KPBU APJ Rawan Masalah Hukum Dewan Minta Wali Kota Urungkan Niat karena Risiko Tinggi

KPBU APJ
KPBU APJ atau Kerja Sama Pemerintah dengan Badan Usaha untuk proyek Alat Penerangan Jalan yang direncanakan Pemkot Cirebon di 2027 berpotensi menjadi masalah hukum
0 Komentar

RADARCIREBON.ID – KPBU APJ atau Kerja Sama Pemerintah dengan Badan Usaha untuk proyek Alat Penerangan Jalan yang direncanakan Pemkot Cirebon di 2027 berpotensi menjadi masalah hukum. DPRD pun kembali memberikan catatan, bahkan meminta Wali Kota Effendi Edo untuk segera mengurungkan niat pada proyek belasan miliar rupiah ini karena berisiko tinggi.

Diketahui, nilai proyek ini diperkirakan Rp16,5 miliar hingga Rp18 miliar. Untuk pembiayaan awal, pihak swasta yang menanggung.

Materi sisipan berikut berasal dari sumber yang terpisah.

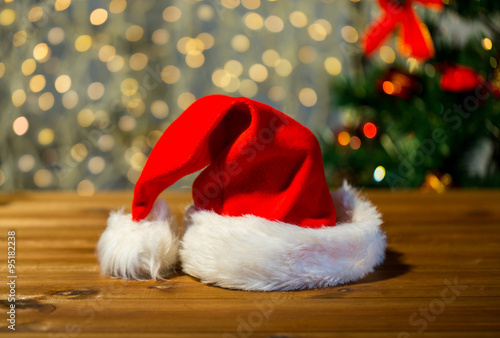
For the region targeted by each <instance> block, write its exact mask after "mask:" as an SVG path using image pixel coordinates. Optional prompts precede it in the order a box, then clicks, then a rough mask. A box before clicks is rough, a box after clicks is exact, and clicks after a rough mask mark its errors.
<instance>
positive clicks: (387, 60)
mask: <svg viewBox="0 0 500 338" xmlns="http://www.w3.org/2000/svg"><path fill="white" fill-rule="evenodd" d="M380 58H381V59H382V61H384V62H385V63H389V64H390V63H393V62H394V61H395V60H396V53H394V50H393V49H392V48H391V47H389V46H382V47H380Z"/></svg>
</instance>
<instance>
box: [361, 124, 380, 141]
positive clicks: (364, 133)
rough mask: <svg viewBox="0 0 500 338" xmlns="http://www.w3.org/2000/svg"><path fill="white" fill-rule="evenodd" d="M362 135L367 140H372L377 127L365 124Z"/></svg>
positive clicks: (371, 125) (364, 125)
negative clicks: (362, 134) (369, 139)
mask: <svg viewBox="0 0 500 338" xmlns="http://www.w3.org/2000/svg"><path fill="white" fill-rule="evenodd" d="M363 133H364V134H365V136H366V137H368V138H374V137H375V136H376V135H377V127H376V126H375V125H374V124H373V123H371V122H368V123H365V125H364V126H363Z"/></svg>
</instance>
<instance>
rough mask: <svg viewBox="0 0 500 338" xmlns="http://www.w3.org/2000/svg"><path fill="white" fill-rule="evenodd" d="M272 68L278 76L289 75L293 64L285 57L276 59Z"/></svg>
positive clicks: (290, 72) (283, 75) (292, 68)
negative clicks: (272, 67)
mask: <svg viewBox="0 0 500 338" xmlns="http://www.w3.org/2000/svg"><path fill="white" fill-rule="evenodd" d="M274 70H275V71H276V74H278V75H279V76H283V77H285V76H288V75H290V73H291V72H292V71H293V66H292V63H291V62H290V61H288V60H287V59H280V60H279V61H278V64H277V65H276V66H274Z"/></svg>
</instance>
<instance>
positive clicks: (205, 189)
mask: <svg viewBox="0 0 500 338" xmlns="http://www.w3.org/2000/svg"><path fill="white" fill-rule="evenodd" d="M174 145H175V146H174ZM257 155H258V157H257ZM203 168H205V169H204V170H203V171H202V172H201V174H200V175H199V176H198V178H197V179H196V180H195V181H194V184H193V199H194V205H195V206H196V207H197V208H198V209H205V210H213V211H214V212H216V213H218V214H220V215H226V216H234V217H237V216H242V215H246V214H252V215H255V216H259V217H262V218H265V219H268V220H280V221H282V222H285V223H291V224H296V225H298V226H301V227H304V228H320V227H322V226H334V225H335V224H336V216H335V215H336V214H335V208H334V205H333V202H332V199H331V197H330V192H329V190H328V186H327V184H326V179H325V173H324V169H323V161H322V158H321V151H320V148H319V144H318V141H317V140H316V138H315V137H314V135H313V134H312V133H311V131H309V129H307V128H306V127H304V126H302V125H301V124H299V123H298V122H296V121H294V120H292V119H291V118H290V117H288V116H287V115H284V114H283V113H281V112H279V111H277V110H276V109H274V108H272V107H270V106H267V105H265V104H262V103H259V102H256V101H253V100H250V99H246V98H232V97H228V96H223V95H212V96H206V97H204V98H202V99H199V100H197V101H196V102H195V103H193V104H192V105H191V106H190V107H189V108H188V109H187V110H186V111H185V112H184V113H183V114H182V115H181V116H180V117H178V118H177V120H175V122H173V123H172V124H171V125H170V127H168V129H167V130H166V131H165V132H164V133H163V135H162V137H161V138H160V139H159V140H158V143H156V145H155V147H154V149H153V151H152V152H151V155H149V158H148V161H147V163H146V166H145V167H144V170H143V171H142V174H141V176H140V177H139V180H138V181H137V184H136V186H135V192H134V202H133V204H132V218H133V220H134V221H140V220H142V219H144V218H146V216H148V214H149V212H150V211H151V208H152V207H153V203H154V201H155V200H156V197H157V196H158V195H159V194H160V193H161V192H162V191H163V190H165V189H166V188H167V187H169V186H170V185H172V184H173V183H175V182H176V181H177V180H179V179H180V178H182V177H184V176H186V175H188V174H191V173H193V172H195V171H197V170H200V169H203ZM311 196H314V198H312V197H311Z"/></svg>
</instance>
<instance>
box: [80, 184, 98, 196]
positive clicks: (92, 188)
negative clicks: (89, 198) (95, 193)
mask: <svg viewBox="0 0 500 338" xmlns="http://www.w3.org/2000/svg"><path fill="white" fill-rule="evenodd" d="M76 193H77V194H78V195H79V196H83V197H90V196H93V195H94V193H95V187H94V183H92V182H91V181H89V180H83V181H81V182H80V183H78V186H77V187H76Z"/></svg>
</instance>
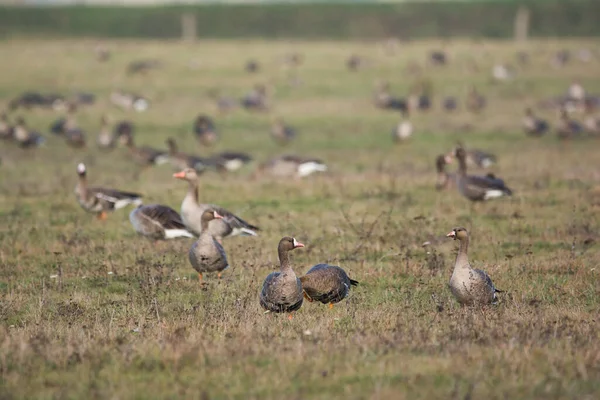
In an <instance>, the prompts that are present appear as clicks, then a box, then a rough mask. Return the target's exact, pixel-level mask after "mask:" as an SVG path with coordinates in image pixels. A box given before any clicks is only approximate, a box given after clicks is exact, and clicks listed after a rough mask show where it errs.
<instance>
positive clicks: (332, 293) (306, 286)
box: [300, 264, 358, 308]
mask: <svg viewBox="0 0 600 400" xmlns="http://www.w3.org/2000/svg"><path fill="white" fill-rule="evenodd" d="M300 282H302V289H303V290H304V298H305V299H306V300H308V301H310V302H312V301H314V300H316V301H320V302H321V303H323V304H329V308H333V303H337V302H339V301H342V300H343V299H345V298H346V297H347V296H348V294H349V293H350V286H358V281H355V280H353V279H350V278H349V277H348V274H347V273H346V271H344V270H343V269H342V268H340V267H338V266H336V265H329V264H317V265H315V266H314V267H312V268H311V269H310V270H308V272H307V273H306V275H304V276H301V277H300Z"/></svg>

Pemkot Cirebon nantinya akan membayar kepada pihak swasta secara berkala setiap tahun melalui sistem kontrak selama masa konsesi 10 tahun.

Nah, rencana ini terus menuai kritik. Langkah pemkot ini dinilai memiliki indikasi maladministrasi dan risiko hukum yang tinggi. Hal itu seperti disampaikan oleh Anggota Badan Anggaran (Banggar) DPRD Kota Cirebon Umar Stanis Klau.

Baca Juga:Gelombang Mahasiswa Kembali Bergerak, Soroti KDMP, MBG, hingga Tuntutan Pendidikan GratisSanggar Kentjana Cirebon Memaknai Kemerdekaan lewat Karya Fotografi

Umar mengatakan dirinya menangkap adanya indikasi maladministrasi dalam perumusan KPBU APJ. “Sesuai Pasal 4 ayat (3) Permendagri Nomor 96 Tahun 2016, setiap komitmen pengadaan infrastruktur daerah melalui skema Availability Payment (AP) wajib mendapatkan persetujuan prinsip (MoU) dari DPRD atau antara DPRD dengan Wali Kota sejak tahap perencanaan awal,” kata Umar kepada Radar Cirebon.

Menurutnya, tahapan itu tidak boleh dilewati. Jika dilompati, secara hukum dapat dikategorikan sebagai cacat administrasi atau maladministrasi dan berpotensi menjadi pintu masuk persoalan hukum. “Melompati tahapan ini secara hukum dapat dikategorikan cacat administrasi (maladministrasi) dan menjadi pintu masuk (mens rea) yang memiliki dampak hukum sistemik,” tegas Umar.

Ia juga menyoroti skema unsolicited atau prakarsa swasta yang dikaji Tim Simpul Pemkot Cirebon. Kata Umar, skema itu berpotensi menempatkan margin keuntungan badan usaha sebagai prioritas sehingga dikhawatirkan mengaburkan esensi pemenuhan hak pelayanan publik bagi warga. “Sebaiknya Wali Kota selaku Penanggung Jawab Proyek Kerja Sama (PJPK) segera mengurungkan niat KPBU ini karena risiko tinggi,” terang politisi PDIP itu.

Ia menilai target intervensi penerangan jalan umum (PJU) masih sangat mungkin dicapai melalui skema yang lebih aman bagi daerah, yakni dikelola secara mandiri dengan mengadopsi teknologi modern. Lanjut Umar, pendapatan daerah dari sektor ini secara regulasi dapat diprioritaskan lagi untuk penyediaan dan pemeliharaan APJ/PJU secara swakelola. Dengan demikian, dana masyarakat dapat langsung kembali dalam bentuk fasilitas publik.